# Spielstand auf das neue Handy



## Roraty (26. Dezember 2013)

Da ich bei dem Handy Spiel MyLittlePony sehr weit war und auf dessen Handy (htc one s) der Bildschirm kaputt gegangen ist und ich nun ein huawei acend p6 habe, möchte ich nun diesen Spielstand auf das huawei haben. Habich ganz normal mit dem Acount angemeldet, mit dem ich beim htc auch drin war und hab gedacht, der Stand kommt automatisch wieder, aber... nö.

Wie kann ich mir den Spielstand wieder holen? Hätte mit dem Computer noch zugriff auf dem HTC speicher falls notwendig.

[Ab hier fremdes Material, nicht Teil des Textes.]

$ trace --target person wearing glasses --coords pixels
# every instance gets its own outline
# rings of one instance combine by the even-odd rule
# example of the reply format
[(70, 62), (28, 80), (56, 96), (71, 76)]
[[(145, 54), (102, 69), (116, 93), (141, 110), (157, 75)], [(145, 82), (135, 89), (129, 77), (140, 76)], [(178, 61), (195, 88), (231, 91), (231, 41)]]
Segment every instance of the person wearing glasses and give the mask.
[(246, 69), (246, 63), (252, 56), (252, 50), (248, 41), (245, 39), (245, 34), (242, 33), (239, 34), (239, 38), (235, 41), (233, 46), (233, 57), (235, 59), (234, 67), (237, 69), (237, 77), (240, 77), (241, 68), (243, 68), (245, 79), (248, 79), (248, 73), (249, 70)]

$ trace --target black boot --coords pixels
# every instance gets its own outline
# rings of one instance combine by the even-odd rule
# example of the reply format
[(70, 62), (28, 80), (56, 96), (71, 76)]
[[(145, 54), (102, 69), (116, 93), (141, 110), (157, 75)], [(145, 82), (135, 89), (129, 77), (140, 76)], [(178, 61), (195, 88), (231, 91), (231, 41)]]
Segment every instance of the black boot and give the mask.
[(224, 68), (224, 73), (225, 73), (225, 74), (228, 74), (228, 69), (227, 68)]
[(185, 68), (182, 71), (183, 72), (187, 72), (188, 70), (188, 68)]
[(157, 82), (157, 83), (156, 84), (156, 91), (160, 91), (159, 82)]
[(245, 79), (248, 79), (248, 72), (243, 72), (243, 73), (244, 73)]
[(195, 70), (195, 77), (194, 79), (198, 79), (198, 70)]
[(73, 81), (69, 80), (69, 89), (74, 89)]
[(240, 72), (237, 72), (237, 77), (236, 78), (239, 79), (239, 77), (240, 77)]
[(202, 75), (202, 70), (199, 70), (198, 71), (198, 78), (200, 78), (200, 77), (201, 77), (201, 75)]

Spiel: My Little Pony von Gameloft
Spiel auf beiden drauf, nur Level 41 auf dem HTC den ich wieder aufs huawei haben möchte.

Beide Android 4.2

Ich hoffe ihr wisst ne Lösung und nimmt bein schlechtes Deitsch bitte nicht übel.

Danke im voraus


----------



## Roraty (27. Dezember 2013)

Keine idee?


----------



## BL4CK_92 (27. Dezember 2013)

eventuell syncro über G+ oder FB? ODer gibts event nen Gamesoft account?


----------



## DOcean (27. Dezember 2013)

vlt hilft das?
Sind "Spielstände" einzelner Apps nach Wipe wiederherstellbar ? — Android Forum - AndroidPIT


----------